Changeset: 1720d839521d for MonetDB
URL: https://dev.monetdb.org/hg/MonetDB/rev/1720d839521d
Modified Files:
        gdk/gdk_join.c
        gdk/gdk_private.h
        gdk/gdk_select.c
        sql/include/sql_catalog.h
Branch: default
Log Message:

merged with sep2022


diffs (266 lines):

diff --git a/gdk/gdk_join.c b/gdk/gdk_join.c
--- a/gdk/gdk_join.c
+++ b/gdk/gdk_join.c
@@ -3304,8 +3304,8 @@ BATguess_uniques(BAT *b, struct canditer
 /* estimate the cost of doing a hashjoin with a hash on r; return value
  * is the estimated cost, the last three arguments receive some extra
  * information */
-static double
-joincost(BAT *r, struct canditer *lci, struct canditer *rci,
+double
+joincost(BAT *r, BUN lcount, struct canditer *rci,
         bool *hash, bool *phash, bool *cand)
 {
        bool rhash;
@@ -3331,7 +3331,7 @@ joincost(BAT *r, struct canditer *lci, s
                 * candidate types is essentially free */
                rcost += log2((double) rci->nvals);
        }
-       rcost *= lci->ncand;
+       rcost *= lcount;
        if (BATtdense(r)) {
                /* no need for a hash, and lookup is free */
                rhash = false;  /* don't use it, even if it's there */
@@ -3376,38 +3376,41 @@ joincost(BAT *r, struct canditer *lci, s
 #endif
                }
        }
-       if (rci->ncand != BATcount(r) && rci->tpe != cand_mask) {
-               /* instead of using the hash on r (cost in rcost), we
-                * can build a new hash on r taking the candidate list
-                * into account; don't do this for masked candidate
-                * since the searching of the candidate list
-                * (canditer_idx) will kill us */
-               double rccost;
-               if (rhash && !prhash) {
-                       rccost = (double) cnt / nheads;
-               } else {
-                       MT_lock_set(&r->theaplock);
-                       double unique_est = r->tunique_est;
-                       MT_lock_unset(&r->theaplock);
-                       if (unique_est == 0) {
-                               unique_est = guess_uniques(r, rci);
-                               if (unique_est < 0)

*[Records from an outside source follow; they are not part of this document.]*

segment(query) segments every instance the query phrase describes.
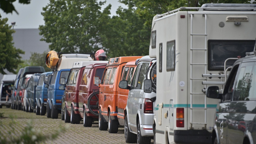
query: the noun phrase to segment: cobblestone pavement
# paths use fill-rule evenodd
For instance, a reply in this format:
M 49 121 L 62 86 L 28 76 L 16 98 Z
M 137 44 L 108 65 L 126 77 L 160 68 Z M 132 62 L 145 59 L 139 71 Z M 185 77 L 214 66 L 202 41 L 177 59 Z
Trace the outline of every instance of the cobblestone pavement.
M 110 134 L 108 131 L 99 130 L 98 122 L 95 122 L 91 127 L 85 127 L 83 122 L 80 124 L 65 123 L 60 119 L 60 115 L 58 119 L 47 118 L 45 116 L 37 116 L 35 113 L 26 112 L 21 110 L 12 109 L 3 107 L 0 113 L 4 113 L 4 118 L 0 119 L 3 126 L 0 127 L 0 131 L 4 135 L 11 137 L 8 130 L 11 129 L 10 124 L 12 123 L 10 117 L 13 117 L 16 122 L 12 124 L 15 131 L 12 132 L 12 136 L 20 134 L 28 123 L 32 123 L 36 130 L 40 130 L 44 134 L 56 132 L 60 127 L 68 126 L 68 129 L 55 140 L 46 141 L 51 144 L 125 144 L 126 143 L 123 126 L 119 126 L 117 133 Z M 0 137 L 1 136 L 0 135 Z M 10 138 L 11 138 L 11 137 Z M 151 141 L 153 143 L 153 140 Z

-                                       return -1;
+       if (cand) {
+               if (rci->ncand != BATcount(r) && rci->tpe != cand_mask) {
+                       /* instead of using the hash on r (cost in
+                        * rcost), we can build a new hash on r taking
+                        * the candidate list into account; don't do
+                        * this for masked candidate since the searching
+                        * of the candidate list (canditer_idx) will
+                        * kill us */
+                       double rccost;
+                       if (rhash && !prhash) {
+                               rccost = (double) cnt / nheads;
+                       } else {
+                               MT_lock_set(&r->theaplock);
+                               double unique_est = r->tunique_est;
+                               MT_lock_unset(&r->theaplock);
+                               if (unique_est == 0) {
+                                       unique_est = guess_uniques(r, rci);
+                                       if (unique_est < 0)

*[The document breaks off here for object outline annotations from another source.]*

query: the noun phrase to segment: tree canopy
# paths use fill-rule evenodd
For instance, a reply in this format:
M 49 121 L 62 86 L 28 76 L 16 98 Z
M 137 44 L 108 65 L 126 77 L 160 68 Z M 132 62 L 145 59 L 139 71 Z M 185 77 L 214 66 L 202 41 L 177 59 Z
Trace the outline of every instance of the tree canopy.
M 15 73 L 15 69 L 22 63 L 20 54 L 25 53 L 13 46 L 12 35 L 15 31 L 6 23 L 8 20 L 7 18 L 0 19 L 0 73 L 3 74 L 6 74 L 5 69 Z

+                                               return -1;
+                               }
+                               /* we have an estimate of the number of unique
+                                * values, assume some chains */
+                               rccost = 1.1 * ((double) cnt / unique_est);
                        }
-                       /* we have an estimate of the number of unique
-                        * values, assume some chains */
-                       rccost = 1.1 * ((double) cnt / unique_est);
+                       rccost *= lcount;
+                       rccost += rci->ncand * 2.0; /* cost of building the 
hash */
+                       if (rccost < rcost) {
+                               rcost = rccost;
+                               rcand = true;
+                       }
                }
-               rccost *= lci->ncand;
-               rccost += rci->ncand * 2.0; /* cost of building the hash */
-               if (rccost < rcost) {
-                       rcost = rccost;
-                       rcand = true;
-               }
+               *cand = rcand;
        }
        *hash = rhash;
        *phash = prhash;
-       *cand = rcand;
        return rcost;
 }
 
@@ -3913,7 +3916,7 @@ leftjoin(BAT **r1p, BAT **r2p, BAT *l, B
                        goto doreturn;
                }
        }
-       rcost = joincost(r, &lci, &rci, &rhash, &prhash, &rcand);
+       rcost = joincost(r, lci.ncand, &rci, &rhash, &prhash, &rcand);
        if (rcost < 0) {
                rc = GDK_FAIL;
                goto doreturn;
@@ -3926,7 +3929,7 @@ leftjoin(BAT **r1p, BAT **r2p, BAT *l, B
                bool lhash, plhash, lcand;
                double lcost;
 
-               lcost = joincost(l, &rci, &lci, &lhash, &plhash, &lcand);
+               lcost = joincost(l, rci.ncand, &lci, &lhash, &plhash, &lcand);
                if (lcost < 0) {
                        rc = GDK_FAIL;
                        goto doreturn;
@@ -4260,8 +4263,8 @@ BATjoin(BAT **r1p, BAT **r2p, BAT *l, BA
                goto doreturn;
        }
 
-       lcost = joincost(l, &rci, &lci, &lhash, &plhash, &lcand);
-       rcost = joincost(r, &lci, &rci, &rhash, &prhash, &rcand);
+       lcost = joincost(l, rci.ncand, &lci, &lhash, &plhash, &lcand);
+       rcost = joincost(r, lci.ncand, &rci, &rhash, &prhash, &rcand);
        if (lcost < 0 || rcost < 0) {
                rc = GDK_FAIL;
                goto doreturn;
diff --git a/gdk/gdk_private.h b/gdk/gdk_private.h
--- a/gdk/gdk_private.h
+++ b/gdk/gdk_private.h
@@ -235,6 +235,8 @@ void IMPSincref(Imprints *imprints)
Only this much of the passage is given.